Frente a este panorama, gremios del sector como Naturgas han insistido en que la salida de fondo no está solo en importar, sino en producir más gas propio. Para el gremio, recuperar la autosuficiencia pasa por acelerar la exploración de nuevos pozos, tanto en tierra como en el mar, y por sacar adelante los proyectos que ya están identificados, superando las trabas que hoy los frenan, en especial las demoras en licencias ambientales y consultas previas con comunidades.

El punto es que esta estrategia choca, en buena medida, con la apuesta del gobierno de Gustavo Petro, que mantiene la decisión de no firmar nuevos contratos de exploración de petróleo y gas como parte de su política de transición energética. Esto ha complicado ampliar las reservas disponibles que tiene el país.

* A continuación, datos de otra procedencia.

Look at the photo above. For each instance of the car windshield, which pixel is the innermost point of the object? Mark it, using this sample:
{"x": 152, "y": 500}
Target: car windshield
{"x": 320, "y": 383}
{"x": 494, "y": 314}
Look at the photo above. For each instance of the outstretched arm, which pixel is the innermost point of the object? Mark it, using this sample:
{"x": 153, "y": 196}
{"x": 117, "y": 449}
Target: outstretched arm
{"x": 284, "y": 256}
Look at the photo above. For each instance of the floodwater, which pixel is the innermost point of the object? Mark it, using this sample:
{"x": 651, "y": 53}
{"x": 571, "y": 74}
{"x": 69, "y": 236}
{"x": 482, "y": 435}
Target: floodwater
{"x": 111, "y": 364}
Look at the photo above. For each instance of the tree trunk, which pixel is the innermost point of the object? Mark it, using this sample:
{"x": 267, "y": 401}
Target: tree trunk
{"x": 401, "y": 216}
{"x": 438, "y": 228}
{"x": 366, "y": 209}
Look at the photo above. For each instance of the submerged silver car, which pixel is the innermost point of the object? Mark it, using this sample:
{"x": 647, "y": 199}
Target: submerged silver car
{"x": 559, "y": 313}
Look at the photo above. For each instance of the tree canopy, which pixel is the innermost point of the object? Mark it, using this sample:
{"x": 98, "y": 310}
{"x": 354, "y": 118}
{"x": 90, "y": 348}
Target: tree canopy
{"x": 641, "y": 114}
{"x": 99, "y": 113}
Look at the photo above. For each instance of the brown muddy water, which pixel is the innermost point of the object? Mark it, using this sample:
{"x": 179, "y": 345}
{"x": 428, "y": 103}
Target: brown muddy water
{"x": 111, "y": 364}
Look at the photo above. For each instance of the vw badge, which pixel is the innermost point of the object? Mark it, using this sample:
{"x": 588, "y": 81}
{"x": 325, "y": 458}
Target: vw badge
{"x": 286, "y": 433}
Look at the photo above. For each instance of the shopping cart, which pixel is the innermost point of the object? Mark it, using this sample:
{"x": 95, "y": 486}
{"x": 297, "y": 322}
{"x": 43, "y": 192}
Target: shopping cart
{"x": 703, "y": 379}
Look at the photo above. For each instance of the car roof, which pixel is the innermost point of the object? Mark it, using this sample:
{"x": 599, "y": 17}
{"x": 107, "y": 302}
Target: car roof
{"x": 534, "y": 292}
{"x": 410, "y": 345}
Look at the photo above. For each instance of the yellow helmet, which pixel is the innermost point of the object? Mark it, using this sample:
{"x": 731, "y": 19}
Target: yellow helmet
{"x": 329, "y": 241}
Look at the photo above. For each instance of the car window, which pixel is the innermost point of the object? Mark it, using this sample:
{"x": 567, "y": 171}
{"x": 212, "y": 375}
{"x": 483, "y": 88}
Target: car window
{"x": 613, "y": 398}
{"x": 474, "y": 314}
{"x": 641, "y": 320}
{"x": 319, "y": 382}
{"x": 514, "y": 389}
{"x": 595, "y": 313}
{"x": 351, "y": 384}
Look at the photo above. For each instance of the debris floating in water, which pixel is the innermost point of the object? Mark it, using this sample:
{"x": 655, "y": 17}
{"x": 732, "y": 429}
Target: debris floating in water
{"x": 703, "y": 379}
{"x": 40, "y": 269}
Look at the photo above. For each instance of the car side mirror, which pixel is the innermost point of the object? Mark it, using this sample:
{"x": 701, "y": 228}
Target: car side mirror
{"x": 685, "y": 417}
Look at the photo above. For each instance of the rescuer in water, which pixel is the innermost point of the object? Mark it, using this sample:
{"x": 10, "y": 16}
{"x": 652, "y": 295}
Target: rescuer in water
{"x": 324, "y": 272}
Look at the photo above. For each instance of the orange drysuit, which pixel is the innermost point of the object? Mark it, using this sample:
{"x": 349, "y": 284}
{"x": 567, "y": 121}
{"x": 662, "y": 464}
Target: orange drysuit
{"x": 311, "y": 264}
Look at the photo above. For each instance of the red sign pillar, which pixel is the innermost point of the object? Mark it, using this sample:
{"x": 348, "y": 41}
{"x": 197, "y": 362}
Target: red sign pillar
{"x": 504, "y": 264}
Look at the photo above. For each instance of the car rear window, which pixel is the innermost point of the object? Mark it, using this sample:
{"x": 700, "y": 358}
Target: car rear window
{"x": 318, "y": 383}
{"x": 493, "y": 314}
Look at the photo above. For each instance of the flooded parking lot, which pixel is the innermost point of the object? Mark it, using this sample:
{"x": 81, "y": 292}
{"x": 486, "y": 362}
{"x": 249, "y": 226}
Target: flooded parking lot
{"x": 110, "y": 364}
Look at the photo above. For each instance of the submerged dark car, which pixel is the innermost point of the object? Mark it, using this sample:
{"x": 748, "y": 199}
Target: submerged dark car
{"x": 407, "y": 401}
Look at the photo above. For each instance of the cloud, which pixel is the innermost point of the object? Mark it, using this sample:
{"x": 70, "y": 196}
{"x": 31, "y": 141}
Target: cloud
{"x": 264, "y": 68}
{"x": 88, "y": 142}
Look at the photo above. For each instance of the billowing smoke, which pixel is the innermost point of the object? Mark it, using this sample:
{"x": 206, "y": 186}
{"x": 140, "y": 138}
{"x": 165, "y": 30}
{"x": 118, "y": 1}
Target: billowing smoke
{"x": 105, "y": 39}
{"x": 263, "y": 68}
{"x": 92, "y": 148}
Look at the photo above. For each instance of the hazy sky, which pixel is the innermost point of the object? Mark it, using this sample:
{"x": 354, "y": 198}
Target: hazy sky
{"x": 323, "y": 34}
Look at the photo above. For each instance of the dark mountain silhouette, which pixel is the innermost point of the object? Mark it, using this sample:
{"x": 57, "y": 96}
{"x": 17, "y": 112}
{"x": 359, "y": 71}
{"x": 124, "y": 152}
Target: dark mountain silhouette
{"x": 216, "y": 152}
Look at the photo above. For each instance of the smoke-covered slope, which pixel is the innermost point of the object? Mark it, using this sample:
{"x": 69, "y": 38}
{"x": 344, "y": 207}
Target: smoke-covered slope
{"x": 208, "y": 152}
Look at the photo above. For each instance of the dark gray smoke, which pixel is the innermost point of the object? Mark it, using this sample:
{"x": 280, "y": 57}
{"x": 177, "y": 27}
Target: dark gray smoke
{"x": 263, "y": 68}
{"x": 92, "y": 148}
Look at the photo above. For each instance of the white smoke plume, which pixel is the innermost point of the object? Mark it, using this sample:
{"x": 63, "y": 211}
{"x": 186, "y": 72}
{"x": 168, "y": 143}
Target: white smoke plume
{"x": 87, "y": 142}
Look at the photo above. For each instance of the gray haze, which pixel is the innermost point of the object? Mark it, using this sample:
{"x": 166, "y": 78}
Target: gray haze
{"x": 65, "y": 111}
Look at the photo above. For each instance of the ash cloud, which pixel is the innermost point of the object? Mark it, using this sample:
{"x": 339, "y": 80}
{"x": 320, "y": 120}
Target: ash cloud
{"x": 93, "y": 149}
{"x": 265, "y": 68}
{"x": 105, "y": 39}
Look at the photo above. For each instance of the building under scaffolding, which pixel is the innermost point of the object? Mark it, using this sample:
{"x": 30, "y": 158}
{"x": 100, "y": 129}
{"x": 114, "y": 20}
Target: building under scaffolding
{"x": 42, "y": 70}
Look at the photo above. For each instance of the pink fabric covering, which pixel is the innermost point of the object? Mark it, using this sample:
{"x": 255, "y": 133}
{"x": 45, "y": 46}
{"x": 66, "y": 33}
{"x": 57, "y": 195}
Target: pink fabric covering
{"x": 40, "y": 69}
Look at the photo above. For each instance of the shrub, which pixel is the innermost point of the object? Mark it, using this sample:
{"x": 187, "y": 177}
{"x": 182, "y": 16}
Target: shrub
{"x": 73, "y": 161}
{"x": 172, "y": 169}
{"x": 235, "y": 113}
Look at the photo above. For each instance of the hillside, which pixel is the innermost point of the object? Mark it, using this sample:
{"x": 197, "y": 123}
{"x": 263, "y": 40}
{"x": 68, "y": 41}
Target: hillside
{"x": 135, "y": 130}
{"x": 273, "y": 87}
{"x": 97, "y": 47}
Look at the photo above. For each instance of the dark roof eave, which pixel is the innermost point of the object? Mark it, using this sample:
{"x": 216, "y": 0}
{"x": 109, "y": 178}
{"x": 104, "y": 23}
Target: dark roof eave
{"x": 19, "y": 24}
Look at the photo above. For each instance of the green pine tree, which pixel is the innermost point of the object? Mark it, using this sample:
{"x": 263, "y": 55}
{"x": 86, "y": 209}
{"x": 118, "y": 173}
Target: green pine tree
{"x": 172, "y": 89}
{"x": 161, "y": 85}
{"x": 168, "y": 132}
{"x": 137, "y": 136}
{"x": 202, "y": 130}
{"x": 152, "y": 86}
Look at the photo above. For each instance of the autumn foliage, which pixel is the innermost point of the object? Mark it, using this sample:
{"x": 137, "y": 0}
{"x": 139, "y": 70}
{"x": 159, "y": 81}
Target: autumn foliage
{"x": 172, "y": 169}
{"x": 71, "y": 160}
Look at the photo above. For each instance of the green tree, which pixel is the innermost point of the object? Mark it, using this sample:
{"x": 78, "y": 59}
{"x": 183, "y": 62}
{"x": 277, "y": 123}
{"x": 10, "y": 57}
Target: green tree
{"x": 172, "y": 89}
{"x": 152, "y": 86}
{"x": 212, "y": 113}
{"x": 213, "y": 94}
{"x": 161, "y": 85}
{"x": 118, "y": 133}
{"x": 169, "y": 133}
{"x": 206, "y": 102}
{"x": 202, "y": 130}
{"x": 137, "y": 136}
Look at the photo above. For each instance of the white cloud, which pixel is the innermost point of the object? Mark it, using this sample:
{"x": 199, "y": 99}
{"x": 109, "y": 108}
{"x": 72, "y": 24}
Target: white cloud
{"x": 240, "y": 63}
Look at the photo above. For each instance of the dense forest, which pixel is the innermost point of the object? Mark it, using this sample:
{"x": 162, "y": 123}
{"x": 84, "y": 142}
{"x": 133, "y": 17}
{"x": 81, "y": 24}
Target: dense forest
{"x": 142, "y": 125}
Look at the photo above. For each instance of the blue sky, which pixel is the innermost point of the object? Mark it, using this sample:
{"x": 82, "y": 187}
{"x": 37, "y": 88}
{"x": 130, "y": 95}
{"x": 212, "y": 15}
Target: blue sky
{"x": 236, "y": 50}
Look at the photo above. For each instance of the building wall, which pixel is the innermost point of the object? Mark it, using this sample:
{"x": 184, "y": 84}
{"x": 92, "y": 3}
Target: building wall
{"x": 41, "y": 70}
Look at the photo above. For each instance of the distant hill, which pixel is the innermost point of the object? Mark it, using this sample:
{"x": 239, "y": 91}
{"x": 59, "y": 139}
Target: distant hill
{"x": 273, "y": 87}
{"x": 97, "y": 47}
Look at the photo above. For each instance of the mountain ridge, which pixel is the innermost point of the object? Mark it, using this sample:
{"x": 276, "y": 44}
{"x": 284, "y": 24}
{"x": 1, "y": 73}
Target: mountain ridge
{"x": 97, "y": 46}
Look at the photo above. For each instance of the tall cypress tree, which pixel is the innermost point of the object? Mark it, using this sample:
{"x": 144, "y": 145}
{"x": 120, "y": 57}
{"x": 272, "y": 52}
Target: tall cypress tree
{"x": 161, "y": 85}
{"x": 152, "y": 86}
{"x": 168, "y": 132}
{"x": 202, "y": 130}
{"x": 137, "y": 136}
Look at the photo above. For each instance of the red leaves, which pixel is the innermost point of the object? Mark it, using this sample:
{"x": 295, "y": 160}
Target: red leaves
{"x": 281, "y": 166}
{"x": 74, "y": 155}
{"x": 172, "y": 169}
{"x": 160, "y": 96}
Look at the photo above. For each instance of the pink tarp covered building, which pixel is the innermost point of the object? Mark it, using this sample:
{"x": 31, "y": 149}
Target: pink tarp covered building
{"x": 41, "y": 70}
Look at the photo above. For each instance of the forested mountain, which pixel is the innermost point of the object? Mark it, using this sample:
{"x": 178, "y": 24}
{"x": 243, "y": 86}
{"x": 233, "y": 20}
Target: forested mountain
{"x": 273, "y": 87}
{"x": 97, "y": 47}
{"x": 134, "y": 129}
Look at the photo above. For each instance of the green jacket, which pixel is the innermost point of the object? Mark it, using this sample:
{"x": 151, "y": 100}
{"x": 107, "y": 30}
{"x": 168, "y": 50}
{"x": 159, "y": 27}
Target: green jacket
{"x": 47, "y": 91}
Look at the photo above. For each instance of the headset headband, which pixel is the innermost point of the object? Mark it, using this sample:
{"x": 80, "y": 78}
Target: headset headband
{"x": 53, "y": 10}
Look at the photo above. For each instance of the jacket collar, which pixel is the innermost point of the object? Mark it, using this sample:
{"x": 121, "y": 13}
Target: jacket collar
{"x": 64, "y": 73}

¿Qué recomienda la Superservicios?
A pesar de esto, Superservicios decidió hacer recomendaciones directamente a las empresas del mercado. Con base en estos hallazgos, la entidad hizo una serie de recomendaciones a la Comisión de Regulación de Energía y Gas (CREG) y a las demás autoridades del sector.
Entre las principales están: fijar los precios del gas nacional con base en lo que realmente cuesta producirlo y no en referencias internacionales; poner un tope a los precios del mercado secundario para proteger a los hogares; ampliar la capacidad de la terminal de importación para que no quede concentrada en las térmicas; y crear mecanismos que garanticen que, cuando haya escasez, los usuarios residenciales tengan prioridad en el suministro y en las tarifas.
La entidad también planteó impulsar nueva infraestructura para importar gas, incluidos proyectos de Ecopetrol en Buga, Coveñas y La Guajira, y estudiar la reactivación de la conexión con Venezuela, con el fin de no depender de un solo punto de entrada.
Finalmente, la Superservicios advirtió que hará seguimiento al comportamiento de las empresas y que, si encuentra incumplimientos o prácticas que vayan en contra de los usuarios, tomará las medidas administrativas que correspondan.